Schneider Culture Model
The Schneider Culture Model defines four distinct cultures:
- Collaboration culture is about working together;
- Control culture is about getting and keeping control;
- Competence culture is about being the best;
- Cultivation culture is about learning and growing with a sense of purpose
The diagram below summarizes the Schneider Culture Model. Each of the four cultures are depicted – one in each quadrant. Each of the four quadrants has:
- A name;
- A descriptive “quote” that characterize that quadrant;
- Some words that characterize that quadrant.
Please take a moment to read through this picture and get a sense of where your organization fits. Please click on the picture to make it bigger and remember that Organizational Culture means “How we do things around here to succeed!”
There are also two axis that indicate where the focus of an organization is:
- Horizontal: People Oriented (Personal) vs Company Oriented (Impersonal)
- Vertical: Reality Oriented (Actuality) vs Possibility Oriented (‘Future’)
This provides a way to see relationships between cultures. For example, Control culture is more compatible with Competence and Collaboration cultures than with Cultivation culture.
“All models are wrong, some are useful” – George Box, statistician
I’ve knonw this truth for years, therefore I developed a Cause and Effect model since I was not content any more with Birds’ Domino Model (which he derived from Heinrichs’) and the MORT (Management Oversight and Risk Tree) Model. Heinrich’s model ‘blamed’ the worker or his education, Bird blamed the Safety Management System and MORT blamed Top Management. My Filter tower model is wrong I know, and it has been very useful to understand the causes of the causes of the causes of Accidents.
Key points about culture
- Management guru Peter Drucker says “Culture… is singularly persistent… In fact, changing behavior works only if it is based on the existing ‘culture’”;
- “Culture eats Strategy for breakfast” is another quote most often attributed to Peter Drucker;
- In the Schneider Model, No one culture type is considered better than another;
- Depending on the type of work, one type of culture may be a better fit;
- Schneider suggests that most companies have a single dominant culture with elements from the other three culture quadrants;
- Departments, groups or even teams within a group may have different sub-cultures (e.g. maintenance vs operations);
- Differences can lead to conflict.
How to make Culture Work
The starting point for making Culture work is understanding it.
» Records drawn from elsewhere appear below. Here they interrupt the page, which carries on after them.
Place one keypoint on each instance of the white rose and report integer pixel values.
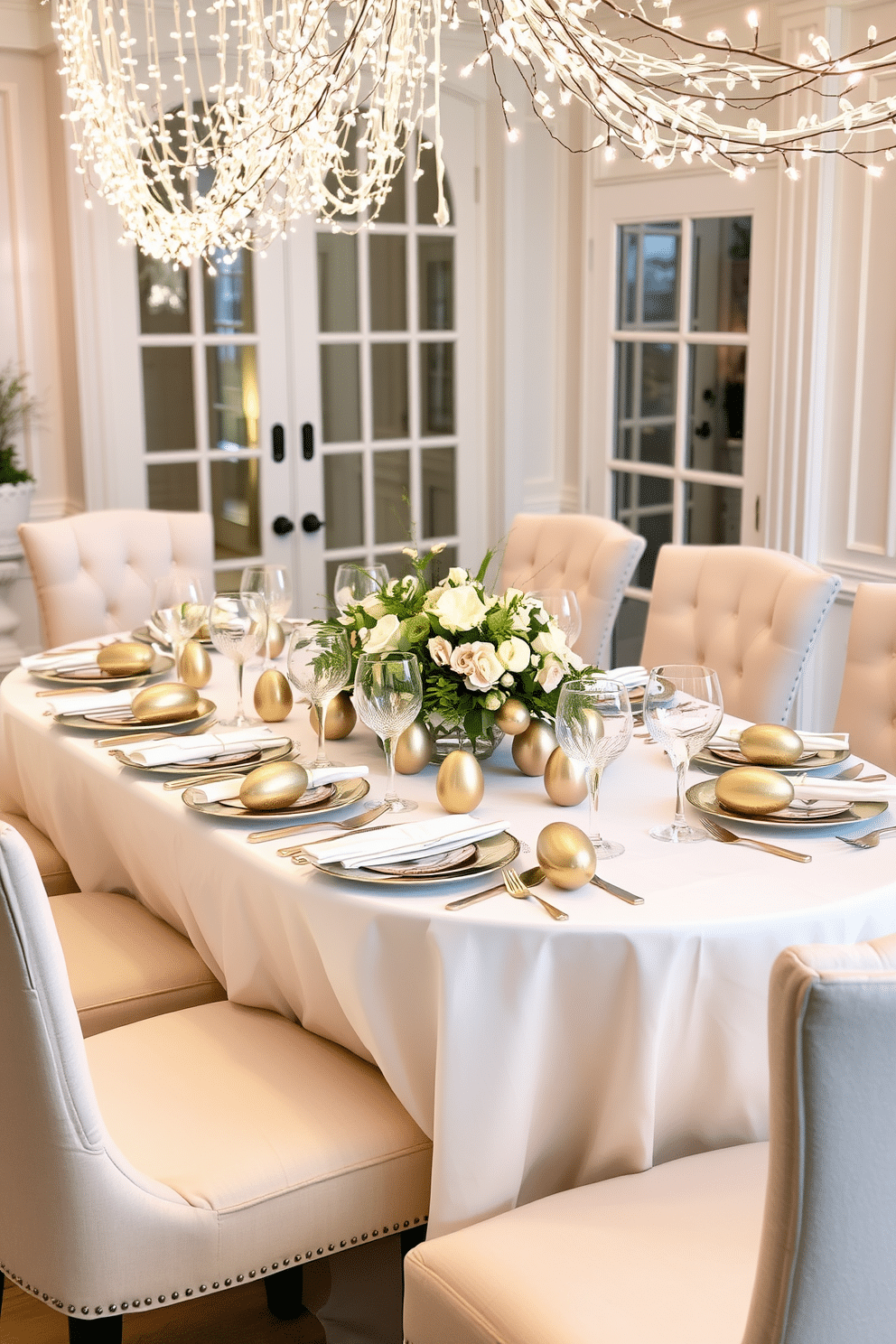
(479, 664)
(440, 650)
(515, 653)
(458, 609)
(550, 675)
(383, 638)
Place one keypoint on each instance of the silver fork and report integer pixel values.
(518, 889)
(868, 842)
(730, 837)
(350, 824)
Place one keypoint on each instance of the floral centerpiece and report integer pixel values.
(476, 649)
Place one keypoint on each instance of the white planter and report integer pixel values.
(15, 506)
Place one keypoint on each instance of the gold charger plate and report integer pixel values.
(90, 677)
(703, 798)
(212, 763)
(344, 793)
(115, 726)
(490, 854)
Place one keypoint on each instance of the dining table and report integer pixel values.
(539, 1055)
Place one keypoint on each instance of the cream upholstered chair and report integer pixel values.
(683, 1253)
(594, 556)
(93, 573)
(751, 614)
(179, 1154)
(867, 705)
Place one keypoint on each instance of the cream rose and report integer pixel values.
(515, 653)
(479, 664)
(383, 638)
(458, 609)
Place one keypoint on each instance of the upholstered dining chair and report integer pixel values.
(867, 705)
(751, 614)
(93, 573)
(594, 556)
(684, 1253)
(183, 1153)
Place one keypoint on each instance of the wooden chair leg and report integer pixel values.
(285, 1293)
(104, 1330)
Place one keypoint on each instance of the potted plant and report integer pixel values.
(16, 484)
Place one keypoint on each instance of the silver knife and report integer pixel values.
(617, 891)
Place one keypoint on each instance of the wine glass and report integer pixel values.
(275, 586)
(563, 605)
(388, 695)
(355, 583)
(178, 609)
(320, 664)
(683, 711)
(238, 625)
(594, 727)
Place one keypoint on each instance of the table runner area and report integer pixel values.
(537, 1055)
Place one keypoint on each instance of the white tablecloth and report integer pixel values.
(539, 1055)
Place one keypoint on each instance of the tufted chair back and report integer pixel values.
(751, 614)
(594, 556)
(867, 705)
(93, 573)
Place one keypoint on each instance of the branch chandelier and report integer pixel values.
(211, 129)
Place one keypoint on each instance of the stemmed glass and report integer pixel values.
(683, 711)
(388, 695)
(275, 586)
(238, 625)
(594, 727)
(320, 664)
(355, 583)
(563, 605)
(178, 609)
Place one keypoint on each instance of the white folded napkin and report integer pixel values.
(89, 702)
(411, 840)
(206, 746)
(728, 735)
(846, 790)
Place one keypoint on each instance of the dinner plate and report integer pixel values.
(94, 677)
(490, 855)
(344, 793)
(703, 798)
(116, 726)
(261, 756)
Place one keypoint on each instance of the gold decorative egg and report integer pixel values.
(460, 784)
(165, 703)
(565, 781)
(273, 698)
(123, 658)
(341, 716)
(532, 749)
(195, 666)
(272, 787)
(512, 718)
(414, 749)
(752, 790)
(770, 743)
(565, 855)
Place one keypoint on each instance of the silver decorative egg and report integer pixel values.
(460, 784)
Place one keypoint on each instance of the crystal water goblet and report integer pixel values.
(319, 663)
(238, 625)
(388, 696)
(594, 727)
(683, 711)
(178, 609)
The book describes a survey that can be used to evaluate the organization’s culture: https://www.surveymonkey.com/s/VVNT5FB .
There are several suggestions for using cultural information to guide decision making:
- Evaluate key problems in the context of culture. Sometimes changes are needed to bring the actual culture into alignment with the needed culture (for the transformation who is critical)
- Sometimes the culture is too extreme, for instance too much collaboration without the necessary competence, and therefore elements from other cultures are needed to bring the organization into balance;
- Consider the possibility of creating interfaces and connectors to undo the mismatches between departments, groups or teams.